Stem Cells are special "mother" cells that are found in the bone marrow (the spongy tissue inside bones), although some are also found in the bloodstream (peripheral blood). As they grow, they become either white blood cells which fight infection, red blood cells which carry oxygen and remove waste products from the organs and tissues or platelets, which enable the blood to clot. For the transplant to take place, we will collect these stem cells from a "donor" (a person who agrees to donate these cells) and give them to the patient. The patient has a type of blood cell cancer or other blood problem that is very hard to cure with standard treatments and they will receive a stem cell transplant (SCT). If they have a brother or sister that is a perfect match and agrees to donate, the stem cells will come from him/her. Before the transplant, two very strong drugs plus total body irradiation will be given to the patient (pre-conditioning). This treatment will kill most of the blood-forming cells in the bone marrow. We will then give the patient the healthy stem cells. Once these healthy stem cells are in the bloodstream they will move to the bone marrow (graft) and begin producing blood cells that will eventually mature into healthy red blood cells, white blood cells and platelets.

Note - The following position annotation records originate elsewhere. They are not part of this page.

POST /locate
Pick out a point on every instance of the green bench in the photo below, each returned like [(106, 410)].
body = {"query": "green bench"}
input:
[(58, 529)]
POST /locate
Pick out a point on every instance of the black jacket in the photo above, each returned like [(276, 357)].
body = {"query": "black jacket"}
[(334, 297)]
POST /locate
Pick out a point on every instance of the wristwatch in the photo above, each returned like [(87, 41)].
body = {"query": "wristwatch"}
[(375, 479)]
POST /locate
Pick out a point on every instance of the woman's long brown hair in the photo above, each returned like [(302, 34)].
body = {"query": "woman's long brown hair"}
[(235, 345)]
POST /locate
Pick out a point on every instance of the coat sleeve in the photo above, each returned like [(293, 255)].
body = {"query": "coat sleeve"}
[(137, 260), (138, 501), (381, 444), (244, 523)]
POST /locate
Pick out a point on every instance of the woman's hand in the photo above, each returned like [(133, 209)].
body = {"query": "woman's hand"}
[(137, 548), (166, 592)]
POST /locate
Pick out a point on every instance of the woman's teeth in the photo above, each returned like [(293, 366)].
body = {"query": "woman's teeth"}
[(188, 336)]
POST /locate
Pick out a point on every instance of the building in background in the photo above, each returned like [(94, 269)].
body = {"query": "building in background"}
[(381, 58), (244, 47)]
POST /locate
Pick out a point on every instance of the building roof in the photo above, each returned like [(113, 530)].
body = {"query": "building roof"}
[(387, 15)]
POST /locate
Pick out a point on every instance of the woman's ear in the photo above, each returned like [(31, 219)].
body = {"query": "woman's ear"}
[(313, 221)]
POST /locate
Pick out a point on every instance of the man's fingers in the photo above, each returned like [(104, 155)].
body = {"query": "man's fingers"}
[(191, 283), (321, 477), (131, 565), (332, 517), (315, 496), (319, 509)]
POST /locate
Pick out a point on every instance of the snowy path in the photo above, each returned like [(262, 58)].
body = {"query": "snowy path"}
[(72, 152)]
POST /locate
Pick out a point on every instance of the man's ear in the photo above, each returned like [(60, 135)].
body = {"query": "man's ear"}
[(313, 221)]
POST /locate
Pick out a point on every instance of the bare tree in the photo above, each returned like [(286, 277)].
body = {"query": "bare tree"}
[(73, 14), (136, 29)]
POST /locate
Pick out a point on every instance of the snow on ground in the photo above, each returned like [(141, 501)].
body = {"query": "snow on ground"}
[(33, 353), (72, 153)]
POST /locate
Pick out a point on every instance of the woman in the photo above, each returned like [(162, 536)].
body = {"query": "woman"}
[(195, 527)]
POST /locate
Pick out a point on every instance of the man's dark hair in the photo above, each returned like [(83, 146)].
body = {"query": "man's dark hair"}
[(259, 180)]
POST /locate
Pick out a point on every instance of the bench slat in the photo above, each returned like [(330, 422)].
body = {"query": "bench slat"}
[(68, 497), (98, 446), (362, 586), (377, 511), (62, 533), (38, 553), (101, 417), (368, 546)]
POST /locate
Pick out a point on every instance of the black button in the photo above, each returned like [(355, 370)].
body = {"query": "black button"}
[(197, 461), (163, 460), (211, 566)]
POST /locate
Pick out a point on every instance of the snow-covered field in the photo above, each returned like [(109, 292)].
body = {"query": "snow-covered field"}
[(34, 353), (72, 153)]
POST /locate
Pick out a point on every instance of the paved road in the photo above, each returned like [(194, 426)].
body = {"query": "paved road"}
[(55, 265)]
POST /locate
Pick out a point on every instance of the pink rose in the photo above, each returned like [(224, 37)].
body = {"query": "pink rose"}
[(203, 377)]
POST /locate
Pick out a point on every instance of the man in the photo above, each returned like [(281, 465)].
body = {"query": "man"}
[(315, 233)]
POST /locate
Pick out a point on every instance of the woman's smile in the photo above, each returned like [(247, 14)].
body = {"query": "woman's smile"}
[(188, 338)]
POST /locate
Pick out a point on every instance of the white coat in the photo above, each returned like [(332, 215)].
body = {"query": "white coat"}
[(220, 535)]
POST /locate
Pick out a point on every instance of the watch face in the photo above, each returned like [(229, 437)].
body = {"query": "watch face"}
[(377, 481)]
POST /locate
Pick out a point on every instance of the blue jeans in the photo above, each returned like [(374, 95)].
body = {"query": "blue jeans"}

Also, we will ask permission to draw blood from the patient so that we can measure the number of certain blood cells called T regulatory cells. T regulatory cells are special immune cells that can control or regulate the body's immune response. We want to determine whether T regulatory cells are important participants in graft versus host disease (GVHD), infection and relapse. In GVHD, certain cells from the donated marrow or blood (the graft) attack the body of the transplant patient (the host). GVHD can affect many different parts of the body. The skin, eyes, stomach and intestines are affected most often. GVHD can range from mild to life-threatening. We do not know whether T regulatory cells can modify these conditions. We want to measure these T regulatory cells and learn if these cells do influence these conditions. If we learn that T regulatory cells do affect these conditions, then it may be possible to modify these cells for the benefit of transplant patients.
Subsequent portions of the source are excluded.